Now we use linear regression to predict the loan amount based on user’s details.
_#Assign the train and test datasets.
x=df[['Married', 'Not Graduate', 'Dependents',
'Self_Employed','ApplicantIncome','CoapplicantIncome','Semiurban','Urban','Loan_Amount_Term']]
y=df['LoanAmount']
X_train,X_test,Y_train,Y_test=train_test_split(x,y,test_size=0.3,random_state=101)
from sklearn.linear_model import LinearRegression
#Train the model to predict the values.
lm=LinearRegression()
lm.fit(X_train,Y_train)
Now we find the intercept
print(lm.intercept_)
53.85642282094781
Now we print the values of coefficients. These coefficients can be used to find the value of loan amount that the user can take given the user’s details
coeff=pd.DataFrame(lm.coef_,x.columns,columns=['Coefficient'])
coeff
Now let us predict the loan amount for a random set of values.
lm.predict([[1,0,3,1,4000,3000,0,1,360]])
187.17168163
Bayesian Ridge regression
Bayesian regression allows a natural mechanism to survive insufficient data or poorly distributed data by formulating linear regression using probability distributors rather than point estimates. The output or response ‘y’ is assumed to drawn from a probability distribution rather than estimated as a single value.
from sklearn import linear_model
bm=linear_model.BayesianRidge()
bm.fit(X_train,Y_train)
BayesianRidge(alpha_1=1e-06, alpha_2=1e-06, alpha_init=None,
compute_score=False, copy_X=True, fit_intercept=True,
lambda_1=1e-06, lambda_2=1e-06, lambda_init=None, n_iter=300,
normalize=False, tol=0.001, verbose=False)
Now let us predict the loan amount for a random set of values.

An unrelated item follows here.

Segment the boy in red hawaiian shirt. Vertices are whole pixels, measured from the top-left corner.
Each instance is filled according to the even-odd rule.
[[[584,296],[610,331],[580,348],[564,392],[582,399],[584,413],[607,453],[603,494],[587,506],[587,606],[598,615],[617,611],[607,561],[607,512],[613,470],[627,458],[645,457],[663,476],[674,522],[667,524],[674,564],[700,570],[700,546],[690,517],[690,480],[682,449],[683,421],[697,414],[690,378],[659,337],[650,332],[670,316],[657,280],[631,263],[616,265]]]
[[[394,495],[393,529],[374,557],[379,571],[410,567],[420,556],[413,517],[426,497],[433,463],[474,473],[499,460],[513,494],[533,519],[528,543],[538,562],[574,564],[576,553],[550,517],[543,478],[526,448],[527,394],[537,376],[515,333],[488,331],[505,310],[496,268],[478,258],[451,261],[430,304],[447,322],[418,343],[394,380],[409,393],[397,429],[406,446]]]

bm.predict([[1,0,3,1,4000,3000,0,1,360,1.0]])
143.98938586
XGB regression
Regression predictive modeling problems involve predicting a numerical value such as a dollar amount or a height. XGBoost can be used directly for regression predictive modeling.
from xgboost import XGBRegressor
model=XGBRegressor()
model.fit(X_train,Y_train)
XGBRegressor(base_score=0.5, booster='gbtree', colsample_bylevel=1,
colsample_bynode=1, colsample_bytree=1, gamma=0,
importance_type='gain', learning_rate=0.1, max_delta_step=0,
max_depth=3, min_child_weight=1, missing=None, n_estimators=100,
n_jobs=1, nthread=None, objective='reg:linear', random_state=0,
reg_alpha=0, reg_lambda=1, scale_pos_weight=1, seed=None,
silent=None, subsample=1, verbosity=1)
Now let us predict the loan amount for a random set of values.
yhat = model.predict([[1,0,3,1,4000,3000,0,1,360,1.0]])
155.877
Random forest regressor
A random forest is a meta estimator that fits a number of classifying decision trees on various sub-samples of the dataset and uses averaging to improve the predictive accuracy and control over-fitting. The sub-sample size is controlled with the max_samples parameter if bootstrap=True (default), otherwise the whole dataset is used to build each tree.
from sklearn.ensemble import RandomForestRegressor
regr = RandomForestRegressor(max_depth=2, random_state=0)
regr.fit(X_train,Y_train)
RandomForestRegressor(bootstrap=True, ccp_alpha=0.0, criterion='mse',
max_depth=2, max_features='auto', max_leaf_nodes=None,
max_samples=None, min_impurity_decrease=0.0,
min_impurity_split=None, min_samples_leaf=1,
min_samples_split=2, min_weight_fraction_leaf=0.0,
n_estimators=100, n_jobs=None, oob_score=False,
random_state=0, verbose=0, warm_start=False)
Now let us predict the loan amount for a random set of values.
regr.predict([[1,0,3,1,4000,3000,0,1,360,1.0]])
123.46250175
Model performance comparision
Max_error
The max_error function computes the maximum residual error , a metric that captures the worst case error between the predicted value and the true value. In a perfectly fitted single output regression model, max_error would be 0 on the training set and though this would be highly unlikely in the real world, this metric shows the extent of error that the model had when it was fitted.
Variance score
The explained variance score explains the dispersion of errors of a given dataset. Scores close to 1.0 are highly desired, indicating better squares of standard deviations of errors.